The Mini-Sumo is a 10 cm2 robot that has a weight restriction of 500 g. These robots are completely autonomous and are designed to push an opponent outside a designated ring. Due to the size and weight restrictions, the Renesas M16C was an appropriate choice because of its size, power and speed. The Mini-M16C is mini sumo robot designed around the Renesas M16C with two continuous rotating hacked Futaba servos acting as the motors, an edge sensor (QRD1114) and a distance sensor (Sharp GP2Y0A21YK) which acts as the eyes of the robot
The Futaba S2003 servo is meant to act as a positioning servo which is able to rotate 180o. With a small modification, the servo can rotate a full 360 o continuously. Applying a 1.5ms pulse at approximately 650 Hz, the servo is at the rest position. When the pulse is varied to 1.0ms at the same frequency, the servo rotates to its maximum speed. The same thing happens when the pulse is varied to 2.0ms but in the opposite direction. These pulses are given to the servos to make the robot move forward, backwards and the ability to turn in either direction. The PWM option from Timer-A was used to create the correct pulses to control the motors.
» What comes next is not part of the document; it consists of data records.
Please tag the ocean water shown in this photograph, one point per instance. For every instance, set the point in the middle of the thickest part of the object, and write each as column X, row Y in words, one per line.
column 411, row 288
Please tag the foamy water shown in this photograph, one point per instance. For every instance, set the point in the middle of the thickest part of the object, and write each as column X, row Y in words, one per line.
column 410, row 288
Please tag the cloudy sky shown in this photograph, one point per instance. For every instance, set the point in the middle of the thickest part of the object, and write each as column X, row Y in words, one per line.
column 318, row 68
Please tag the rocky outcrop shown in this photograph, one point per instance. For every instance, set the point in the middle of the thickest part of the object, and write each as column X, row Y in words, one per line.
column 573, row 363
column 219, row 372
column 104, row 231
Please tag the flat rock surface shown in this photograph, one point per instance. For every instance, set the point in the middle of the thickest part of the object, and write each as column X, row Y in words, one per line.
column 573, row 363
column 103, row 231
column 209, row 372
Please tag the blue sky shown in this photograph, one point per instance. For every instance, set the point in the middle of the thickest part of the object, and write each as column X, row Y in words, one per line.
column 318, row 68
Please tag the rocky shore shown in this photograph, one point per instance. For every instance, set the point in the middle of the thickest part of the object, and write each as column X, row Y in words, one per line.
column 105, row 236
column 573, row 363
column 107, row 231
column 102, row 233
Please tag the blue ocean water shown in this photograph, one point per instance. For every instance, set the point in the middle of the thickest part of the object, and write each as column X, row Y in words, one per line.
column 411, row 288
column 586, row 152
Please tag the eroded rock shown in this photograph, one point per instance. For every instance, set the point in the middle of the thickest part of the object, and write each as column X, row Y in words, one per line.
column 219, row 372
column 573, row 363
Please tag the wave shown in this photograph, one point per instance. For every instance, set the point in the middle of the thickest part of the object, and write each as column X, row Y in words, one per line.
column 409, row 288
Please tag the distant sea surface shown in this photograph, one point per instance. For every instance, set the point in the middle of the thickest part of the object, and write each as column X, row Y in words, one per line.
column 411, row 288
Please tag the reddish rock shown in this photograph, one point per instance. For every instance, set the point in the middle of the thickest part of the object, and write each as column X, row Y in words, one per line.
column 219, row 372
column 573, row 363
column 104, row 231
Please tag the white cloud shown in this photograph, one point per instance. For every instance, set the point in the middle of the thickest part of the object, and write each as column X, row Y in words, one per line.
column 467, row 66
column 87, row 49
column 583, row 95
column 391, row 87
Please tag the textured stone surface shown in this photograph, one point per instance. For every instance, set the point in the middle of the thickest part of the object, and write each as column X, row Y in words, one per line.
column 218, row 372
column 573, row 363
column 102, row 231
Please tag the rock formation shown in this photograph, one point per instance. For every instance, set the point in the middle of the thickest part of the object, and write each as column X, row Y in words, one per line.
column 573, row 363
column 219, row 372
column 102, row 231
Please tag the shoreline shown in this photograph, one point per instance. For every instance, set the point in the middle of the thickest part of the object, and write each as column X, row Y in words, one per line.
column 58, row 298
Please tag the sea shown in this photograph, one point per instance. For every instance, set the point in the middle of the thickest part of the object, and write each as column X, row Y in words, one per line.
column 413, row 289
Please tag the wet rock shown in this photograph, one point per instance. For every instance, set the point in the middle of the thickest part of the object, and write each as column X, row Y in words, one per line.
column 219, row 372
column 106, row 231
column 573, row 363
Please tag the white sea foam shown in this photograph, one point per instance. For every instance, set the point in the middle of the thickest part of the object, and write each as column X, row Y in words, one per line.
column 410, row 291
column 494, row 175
The ability of the robot to sense the edge of the ring was accomplished by using the QRD1114 sensor. Since the Mini-Sumo ring only consists of two shades (black and white), the QRD1114 connected to AD2 (Analog to Digital Converter) port tells the robot when it comes in contact with the edge of the ring. This is accomplished by having one end of the detector applied to the positive voltage and the other end connected to the AD2 port. With different amount of reflection detected by the sensor, this allows a diverse amount of voltage to be applied to the detector part of the sensor. This in turn communicates to the microcontroller that the robot is near the edge of the ring.
For the robot to know when it is near an opponent, it needs a means of seeing. The Sharp GP2Y0A21YK distance sensor is used for this purpose. All the necessary circuitry is already built into the sensor so all it needs is power and it is ready to send a signal to the processor. The signal is applied to the AD3 port for the microcontroller to be able to find and locate the opponent. As soon as the opponent comes in range of the sensor, the robot knows to attack and try to push it out of the ring.
As a means of power for the robot, two power sources were chosen both using a 5V regulator. One source using four AA batteries was used to power the microcontroller board and the other source using 9V batteries was strictly for the motors. Since the motors use a lot of current, separate batteries were needed.